There, it’s possible to get into a home with an office starting in the high-300,000s, including this historic three-bedroom listed for $384,900 and this three-bedroom Cape Cod on an acre for just $379,000.
Median listing price: $272,050
U.S. News and World Report recently ranked this Midwestern metro at No. 5 on its Best Places to Live list, and it certainly has a lot going for it. It’s home to nearly 60 company headquarters, numerous parks, and interconnected bike trails. Pre-pandemic, the recently revitalized downtown was a lovely place to dine out, and it surely will be postpandemic, too. And more than 90% of its population has access to ultrafast internet.
As is the case with most metros these days, many young families who are working remotely are looking for deals on homes with extra space inside and out. About 20 minutes southwest of Des Moines, and just a 10-minute drive from Blank Park Zoo, the suburb of Norwalk has been seeing a ton of young parents due to its affordable price points and higher-performing schools for the past few years—and that trend has continued through the pandemic.

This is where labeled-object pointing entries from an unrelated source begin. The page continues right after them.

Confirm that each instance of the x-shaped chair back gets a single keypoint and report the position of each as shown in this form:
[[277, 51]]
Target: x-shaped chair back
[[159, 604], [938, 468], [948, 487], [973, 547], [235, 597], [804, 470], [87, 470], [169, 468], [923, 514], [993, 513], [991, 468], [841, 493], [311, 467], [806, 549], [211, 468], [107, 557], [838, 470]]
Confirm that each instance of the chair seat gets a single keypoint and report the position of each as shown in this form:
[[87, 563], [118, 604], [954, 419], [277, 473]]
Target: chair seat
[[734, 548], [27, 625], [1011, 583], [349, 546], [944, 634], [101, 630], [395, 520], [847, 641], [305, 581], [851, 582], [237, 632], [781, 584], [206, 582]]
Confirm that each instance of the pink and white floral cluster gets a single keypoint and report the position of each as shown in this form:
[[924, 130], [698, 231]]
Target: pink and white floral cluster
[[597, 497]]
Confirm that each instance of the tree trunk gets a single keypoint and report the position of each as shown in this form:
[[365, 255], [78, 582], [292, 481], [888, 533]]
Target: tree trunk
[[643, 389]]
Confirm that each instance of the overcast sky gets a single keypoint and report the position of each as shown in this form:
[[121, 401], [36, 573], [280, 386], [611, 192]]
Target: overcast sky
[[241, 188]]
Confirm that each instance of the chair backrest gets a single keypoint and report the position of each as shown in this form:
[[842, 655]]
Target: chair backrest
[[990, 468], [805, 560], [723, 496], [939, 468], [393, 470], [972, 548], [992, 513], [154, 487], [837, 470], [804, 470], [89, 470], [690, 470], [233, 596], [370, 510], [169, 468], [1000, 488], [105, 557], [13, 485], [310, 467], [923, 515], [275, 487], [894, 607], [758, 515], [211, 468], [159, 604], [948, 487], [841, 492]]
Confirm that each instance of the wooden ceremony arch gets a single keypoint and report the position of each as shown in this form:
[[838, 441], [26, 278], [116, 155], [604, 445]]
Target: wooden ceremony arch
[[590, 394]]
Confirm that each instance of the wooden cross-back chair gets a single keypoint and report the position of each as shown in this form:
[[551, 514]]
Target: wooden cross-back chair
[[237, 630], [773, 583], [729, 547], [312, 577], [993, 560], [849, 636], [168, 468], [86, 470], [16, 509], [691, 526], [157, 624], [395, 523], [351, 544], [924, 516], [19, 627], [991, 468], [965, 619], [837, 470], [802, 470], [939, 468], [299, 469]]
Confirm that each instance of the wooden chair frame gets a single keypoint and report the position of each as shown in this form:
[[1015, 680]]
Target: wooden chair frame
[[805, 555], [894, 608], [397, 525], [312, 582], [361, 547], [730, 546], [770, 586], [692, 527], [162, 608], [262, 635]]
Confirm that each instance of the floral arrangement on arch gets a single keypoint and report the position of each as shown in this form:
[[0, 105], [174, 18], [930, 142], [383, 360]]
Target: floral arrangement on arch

The walkable town offers first-time buyers a chance to get into large homes starting in the $200,000 range, including this three-bedroom with an office and deck for $249,000 and this four-bedroom with a decked-out yard listed at $269,000.
10. St Louis, MO
Median listing price: $274,950
While St. Louis is justly famed for its iconic Gateway Arch, it also boasts 700 life science and agriculture technology firms, a thriving startup scene, 45 colleges and universities, nationally acclaimed restaurants, and one of the best zoos in the county. And it’s also one of the 25 most affordable cities in the United States, with a standard of living higher than 95% of other cities, says Luan Meredith, broker/owner of Realty and Associates.
After years of downtown revitalization, the suburbs surrounding the city have been seeing a surge of new residents this year, with many young families looking for fully renovated homes with separate spaces for spouses to work and kids to study. Even in highly desirable neighborhoods with coveted school districts, like Kirkwood, buyers can find great deals, including this convertible three-bedroom with a loft for $339,000 and this cute two-bedroom with recently finished extra spaces for $260,000. That extra square footage and new renovations are exactly what St. Louis buyers have been snatching up in droves.
“Now they all want a bigger house, or better house, or newer house,” says Meredith. “It’s the younger generation that’s growing and moving up.”
* Median home list prices are from October using the most recent realtor.com data available.